Around that time, Mojtaba was separately photographed visiting Hezbollah operatives wounded in Israel's September 2024 pager attack, a hospital visit he made alongside his brothers, reportedly on behalf of their father. 

Other candidates 

Under Iran’s constitution, the supreme leader is selected by the Assembly of Experts, an 88-member clerical body. The assembly deliberates privately over clerics who meet constitutional qualifications and, per the constitution, must choose a new leader "within the shortest possible time."

On Tuesday, Israel said it struck the Assembly of Experts building, but it was unclear if any of the body's members were in the building at the time. Iranian media, along with Israel's Channel 12, have reported that none of the assembly's 88 members were in the building at the time of the strike.

Other names under consideration include Alireza Arafi, 67, a senior cleric and head of Iran’s seminaries; Sadegh Larijani, 64, former judiciary chief and head of the Expediency Council; and Gholam-Hossein Mohseni-Ejei, 69, a current judiciary chief with decades of experience in intelligence and prosecutorial roles. Also being floated is the more moderate Hassan Khomeini, 53-year old grandson of Ayatollah Ruhollah Khomeini.
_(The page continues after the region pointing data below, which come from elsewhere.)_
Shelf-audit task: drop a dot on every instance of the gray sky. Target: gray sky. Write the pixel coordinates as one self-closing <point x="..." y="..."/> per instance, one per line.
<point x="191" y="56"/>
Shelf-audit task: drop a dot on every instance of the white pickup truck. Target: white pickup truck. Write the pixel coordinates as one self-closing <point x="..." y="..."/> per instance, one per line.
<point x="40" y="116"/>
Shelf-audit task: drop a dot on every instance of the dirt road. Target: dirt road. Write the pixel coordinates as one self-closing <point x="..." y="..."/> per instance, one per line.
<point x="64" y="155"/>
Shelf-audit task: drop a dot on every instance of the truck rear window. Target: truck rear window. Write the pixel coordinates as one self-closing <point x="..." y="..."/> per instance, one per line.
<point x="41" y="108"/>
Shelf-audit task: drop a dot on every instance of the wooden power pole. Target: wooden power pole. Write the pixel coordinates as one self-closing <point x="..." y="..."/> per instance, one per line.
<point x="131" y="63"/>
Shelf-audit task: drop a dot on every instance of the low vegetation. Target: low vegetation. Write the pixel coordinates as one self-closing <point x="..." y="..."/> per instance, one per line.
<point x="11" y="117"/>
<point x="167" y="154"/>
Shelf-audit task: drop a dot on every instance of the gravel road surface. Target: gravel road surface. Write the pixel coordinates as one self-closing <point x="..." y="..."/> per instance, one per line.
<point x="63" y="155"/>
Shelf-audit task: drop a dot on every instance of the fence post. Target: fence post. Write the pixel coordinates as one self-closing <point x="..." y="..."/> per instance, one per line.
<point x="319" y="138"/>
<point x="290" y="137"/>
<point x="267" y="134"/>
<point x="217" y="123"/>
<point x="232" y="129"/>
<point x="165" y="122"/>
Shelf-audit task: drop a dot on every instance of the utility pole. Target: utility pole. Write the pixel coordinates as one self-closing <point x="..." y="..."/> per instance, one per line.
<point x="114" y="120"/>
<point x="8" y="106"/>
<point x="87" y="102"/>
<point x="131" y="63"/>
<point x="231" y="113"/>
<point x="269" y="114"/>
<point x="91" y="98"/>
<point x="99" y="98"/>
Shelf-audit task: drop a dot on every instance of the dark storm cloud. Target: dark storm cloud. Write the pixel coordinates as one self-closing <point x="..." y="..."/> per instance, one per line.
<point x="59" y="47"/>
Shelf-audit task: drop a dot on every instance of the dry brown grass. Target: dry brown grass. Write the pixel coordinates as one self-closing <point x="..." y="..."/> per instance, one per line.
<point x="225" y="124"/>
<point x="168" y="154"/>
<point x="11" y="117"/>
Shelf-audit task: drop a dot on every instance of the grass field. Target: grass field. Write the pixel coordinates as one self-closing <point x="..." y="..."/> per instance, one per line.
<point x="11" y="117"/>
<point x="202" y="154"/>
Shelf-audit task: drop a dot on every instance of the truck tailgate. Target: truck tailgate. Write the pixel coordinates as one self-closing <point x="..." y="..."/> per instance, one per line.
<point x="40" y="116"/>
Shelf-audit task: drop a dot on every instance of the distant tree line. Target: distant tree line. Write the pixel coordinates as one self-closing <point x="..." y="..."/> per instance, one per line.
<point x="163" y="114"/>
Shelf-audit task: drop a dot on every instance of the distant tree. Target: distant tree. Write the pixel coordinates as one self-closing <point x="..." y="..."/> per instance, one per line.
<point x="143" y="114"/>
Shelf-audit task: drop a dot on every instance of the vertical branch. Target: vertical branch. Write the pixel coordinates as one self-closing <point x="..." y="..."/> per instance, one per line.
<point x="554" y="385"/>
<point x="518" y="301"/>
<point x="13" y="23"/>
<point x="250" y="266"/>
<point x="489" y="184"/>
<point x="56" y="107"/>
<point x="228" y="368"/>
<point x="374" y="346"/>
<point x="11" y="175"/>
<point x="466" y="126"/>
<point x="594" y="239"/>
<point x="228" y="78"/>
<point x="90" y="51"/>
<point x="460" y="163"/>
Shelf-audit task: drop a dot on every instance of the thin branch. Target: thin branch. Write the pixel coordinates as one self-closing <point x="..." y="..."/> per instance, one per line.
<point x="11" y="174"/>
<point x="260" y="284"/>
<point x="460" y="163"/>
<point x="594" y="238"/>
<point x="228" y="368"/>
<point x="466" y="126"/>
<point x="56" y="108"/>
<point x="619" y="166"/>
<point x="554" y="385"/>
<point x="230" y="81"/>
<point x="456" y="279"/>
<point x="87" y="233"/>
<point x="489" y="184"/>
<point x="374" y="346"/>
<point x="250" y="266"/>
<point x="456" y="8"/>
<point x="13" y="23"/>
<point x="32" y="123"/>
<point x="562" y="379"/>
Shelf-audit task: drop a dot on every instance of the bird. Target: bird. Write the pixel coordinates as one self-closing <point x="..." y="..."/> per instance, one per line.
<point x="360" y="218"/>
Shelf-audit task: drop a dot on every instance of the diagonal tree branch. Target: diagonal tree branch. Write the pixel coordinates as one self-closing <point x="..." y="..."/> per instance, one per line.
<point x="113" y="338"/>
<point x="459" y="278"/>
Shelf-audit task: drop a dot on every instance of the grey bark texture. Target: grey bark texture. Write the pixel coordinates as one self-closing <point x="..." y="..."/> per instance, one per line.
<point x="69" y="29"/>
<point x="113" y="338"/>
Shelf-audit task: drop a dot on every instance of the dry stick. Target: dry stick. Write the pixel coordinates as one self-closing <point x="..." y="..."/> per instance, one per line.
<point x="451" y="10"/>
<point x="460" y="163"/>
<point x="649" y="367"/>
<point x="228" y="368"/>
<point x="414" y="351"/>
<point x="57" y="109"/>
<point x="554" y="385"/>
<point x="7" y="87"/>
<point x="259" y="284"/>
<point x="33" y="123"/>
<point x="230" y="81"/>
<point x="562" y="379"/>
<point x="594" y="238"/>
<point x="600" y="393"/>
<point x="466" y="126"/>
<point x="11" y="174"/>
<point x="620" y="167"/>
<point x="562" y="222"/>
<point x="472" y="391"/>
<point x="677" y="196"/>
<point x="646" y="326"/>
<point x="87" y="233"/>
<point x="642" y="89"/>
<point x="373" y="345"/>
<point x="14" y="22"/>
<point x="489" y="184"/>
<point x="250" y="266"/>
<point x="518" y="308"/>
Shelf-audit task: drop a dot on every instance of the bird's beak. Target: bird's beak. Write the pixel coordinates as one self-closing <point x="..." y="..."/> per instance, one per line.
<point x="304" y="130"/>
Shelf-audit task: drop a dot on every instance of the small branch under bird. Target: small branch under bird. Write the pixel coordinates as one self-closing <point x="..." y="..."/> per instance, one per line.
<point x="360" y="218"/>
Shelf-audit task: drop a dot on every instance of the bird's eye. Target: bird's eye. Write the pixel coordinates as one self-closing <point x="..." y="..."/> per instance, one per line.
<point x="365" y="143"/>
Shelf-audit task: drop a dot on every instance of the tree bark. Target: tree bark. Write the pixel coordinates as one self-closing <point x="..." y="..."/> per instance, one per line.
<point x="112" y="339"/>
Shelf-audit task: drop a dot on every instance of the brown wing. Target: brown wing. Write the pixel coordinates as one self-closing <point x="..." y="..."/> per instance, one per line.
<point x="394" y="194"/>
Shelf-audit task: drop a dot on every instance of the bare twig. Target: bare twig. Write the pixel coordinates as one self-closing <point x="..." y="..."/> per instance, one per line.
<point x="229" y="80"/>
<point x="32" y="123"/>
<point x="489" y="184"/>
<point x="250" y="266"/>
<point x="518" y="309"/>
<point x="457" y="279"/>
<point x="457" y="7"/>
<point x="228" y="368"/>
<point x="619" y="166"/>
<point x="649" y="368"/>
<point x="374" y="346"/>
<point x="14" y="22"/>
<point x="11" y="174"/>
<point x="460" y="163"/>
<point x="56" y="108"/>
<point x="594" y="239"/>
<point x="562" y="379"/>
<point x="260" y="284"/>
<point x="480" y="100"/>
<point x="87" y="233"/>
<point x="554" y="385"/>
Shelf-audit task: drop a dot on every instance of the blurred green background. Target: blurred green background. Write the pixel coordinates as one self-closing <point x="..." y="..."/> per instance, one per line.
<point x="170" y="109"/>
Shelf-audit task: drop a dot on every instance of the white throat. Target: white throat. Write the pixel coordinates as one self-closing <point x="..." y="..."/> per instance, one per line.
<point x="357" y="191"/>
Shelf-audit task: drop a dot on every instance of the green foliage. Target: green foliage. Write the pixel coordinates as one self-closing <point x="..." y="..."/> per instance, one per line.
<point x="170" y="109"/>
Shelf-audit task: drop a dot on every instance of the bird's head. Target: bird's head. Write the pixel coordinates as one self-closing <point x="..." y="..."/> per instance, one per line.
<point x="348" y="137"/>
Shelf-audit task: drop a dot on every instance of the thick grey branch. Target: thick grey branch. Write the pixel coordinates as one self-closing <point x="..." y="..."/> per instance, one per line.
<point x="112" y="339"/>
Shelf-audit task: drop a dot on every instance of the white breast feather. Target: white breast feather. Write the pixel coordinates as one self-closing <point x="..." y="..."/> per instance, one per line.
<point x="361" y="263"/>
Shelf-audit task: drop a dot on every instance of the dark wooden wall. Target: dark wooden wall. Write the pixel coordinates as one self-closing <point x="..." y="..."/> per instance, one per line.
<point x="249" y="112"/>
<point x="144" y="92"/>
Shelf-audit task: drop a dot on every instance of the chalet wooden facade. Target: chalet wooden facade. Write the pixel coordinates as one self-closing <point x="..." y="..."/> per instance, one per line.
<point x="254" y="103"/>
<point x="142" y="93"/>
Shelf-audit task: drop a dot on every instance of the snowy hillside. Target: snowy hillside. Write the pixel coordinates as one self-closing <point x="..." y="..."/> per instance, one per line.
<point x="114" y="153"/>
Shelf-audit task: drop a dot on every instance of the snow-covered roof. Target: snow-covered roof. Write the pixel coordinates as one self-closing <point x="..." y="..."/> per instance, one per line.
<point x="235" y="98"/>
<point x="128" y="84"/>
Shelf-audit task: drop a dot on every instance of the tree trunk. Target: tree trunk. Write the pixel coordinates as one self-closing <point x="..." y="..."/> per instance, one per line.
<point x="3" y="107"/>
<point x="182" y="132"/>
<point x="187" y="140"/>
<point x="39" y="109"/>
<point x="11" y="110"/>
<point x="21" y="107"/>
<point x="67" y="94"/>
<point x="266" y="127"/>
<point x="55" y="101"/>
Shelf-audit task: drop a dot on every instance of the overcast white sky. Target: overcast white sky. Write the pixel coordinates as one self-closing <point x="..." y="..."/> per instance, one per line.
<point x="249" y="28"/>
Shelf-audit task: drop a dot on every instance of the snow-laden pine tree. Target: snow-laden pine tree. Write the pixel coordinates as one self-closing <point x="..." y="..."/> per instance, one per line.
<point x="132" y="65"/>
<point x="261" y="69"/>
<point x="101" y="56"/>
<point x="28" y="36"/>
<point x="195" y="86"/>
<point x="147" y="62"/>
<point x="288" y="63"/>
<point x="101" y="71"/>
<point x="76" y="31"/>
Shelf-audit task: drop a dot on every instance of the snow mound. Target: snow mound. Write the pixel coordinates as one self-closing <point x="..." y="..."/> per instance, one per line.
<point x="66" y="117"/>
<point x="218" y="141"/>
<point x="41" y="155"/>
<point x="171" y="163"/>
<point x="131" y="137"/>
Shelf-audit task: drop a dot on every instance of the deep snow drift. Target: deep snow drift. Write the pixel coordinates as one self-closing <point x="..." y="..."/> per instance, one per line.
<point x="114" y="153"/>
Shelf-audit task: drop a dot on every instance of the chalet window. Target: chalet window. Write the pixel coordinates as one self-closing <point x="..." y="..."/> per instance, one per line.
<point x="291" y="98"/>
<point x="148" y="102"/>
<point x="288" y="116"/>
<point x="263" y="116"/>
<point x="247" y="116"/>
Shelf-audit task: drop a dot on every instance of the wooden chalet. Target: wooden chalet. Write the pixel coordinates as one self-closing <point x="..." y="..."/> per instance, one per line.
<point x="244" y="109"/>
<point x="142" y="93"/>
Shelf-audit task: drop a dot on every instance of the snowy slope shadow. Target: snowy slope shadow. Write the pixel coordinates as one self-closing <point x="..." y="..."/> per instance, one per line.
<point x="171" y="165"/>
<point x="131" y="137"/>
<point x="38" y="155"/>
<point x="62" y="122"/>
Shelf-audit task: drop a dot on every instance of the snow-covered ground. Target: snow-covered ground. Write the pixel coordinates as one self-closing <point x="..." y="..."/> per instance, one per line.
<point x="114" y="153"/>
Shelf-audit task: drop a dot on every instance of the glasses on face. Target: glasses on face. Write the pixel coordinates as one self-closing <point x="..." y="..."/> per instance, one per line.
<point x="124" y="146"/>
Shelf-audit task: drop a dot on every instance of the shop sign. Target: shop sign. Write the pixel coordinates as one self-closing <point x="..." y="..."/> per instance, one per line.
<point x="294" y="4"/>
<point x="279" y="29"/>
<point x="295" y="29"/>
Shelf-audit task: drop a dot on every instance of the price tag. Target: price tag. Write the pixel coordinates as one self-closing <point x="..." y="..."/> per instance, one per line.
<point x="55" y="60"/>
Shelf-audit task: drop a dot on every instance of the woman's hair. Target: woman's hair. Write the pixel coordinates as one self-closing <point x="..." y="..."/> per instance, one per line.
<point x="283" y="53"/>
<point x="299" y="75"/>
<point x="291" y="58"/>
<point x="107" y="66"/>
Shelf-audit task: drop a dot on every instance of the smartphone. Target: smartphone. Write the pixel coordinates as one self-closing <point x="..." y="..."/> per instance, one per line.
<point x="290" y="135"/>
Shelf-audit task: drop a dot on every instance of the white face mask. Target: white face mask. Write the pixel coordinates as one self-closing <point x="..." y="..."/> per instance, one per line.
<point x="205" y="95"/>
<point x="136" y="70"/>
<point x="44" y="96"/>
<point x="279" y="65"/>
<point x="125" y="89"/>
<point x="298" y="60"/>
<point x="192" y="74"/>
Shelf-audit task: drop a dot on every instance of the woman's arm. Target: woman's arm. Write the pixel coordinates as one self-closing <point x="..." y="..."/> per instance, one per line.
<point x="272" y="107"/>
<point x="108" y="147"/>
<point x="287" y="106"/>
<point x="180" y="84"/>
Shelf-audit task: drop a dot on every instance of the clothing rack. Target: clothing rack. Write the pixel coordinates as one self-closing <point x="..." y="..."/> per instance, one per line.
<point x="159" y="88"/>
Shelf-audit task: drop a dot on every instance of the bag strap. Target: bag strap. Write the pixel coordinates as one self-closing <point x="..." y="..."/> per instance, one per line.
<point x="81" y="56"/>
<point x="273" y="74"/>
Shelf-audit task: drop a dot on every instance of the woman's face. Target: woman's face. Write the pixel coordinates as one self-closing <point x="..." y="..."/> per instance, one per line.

If Mojtaba is chosen, it will be the first time Iran’s highest office remains in the same family. 

The next supreme leader will likely have a target on his back. Speaking at the White House on Wednesday, Trump said that Iran’s leadership is "rapidly going," adding, "Everybody that seems to want to be a leader, they end up dead."

Also on Wednesday, Israeli Defense Minister Israel Katz wrote in a post on X, "Every leader appointed by the Iranian terror regime to continue and lead the plan to destroy Israel, to threaten the United States and the free world and the countries of the region and to suppress the Iranian people, will be an unequivocal target for elimination."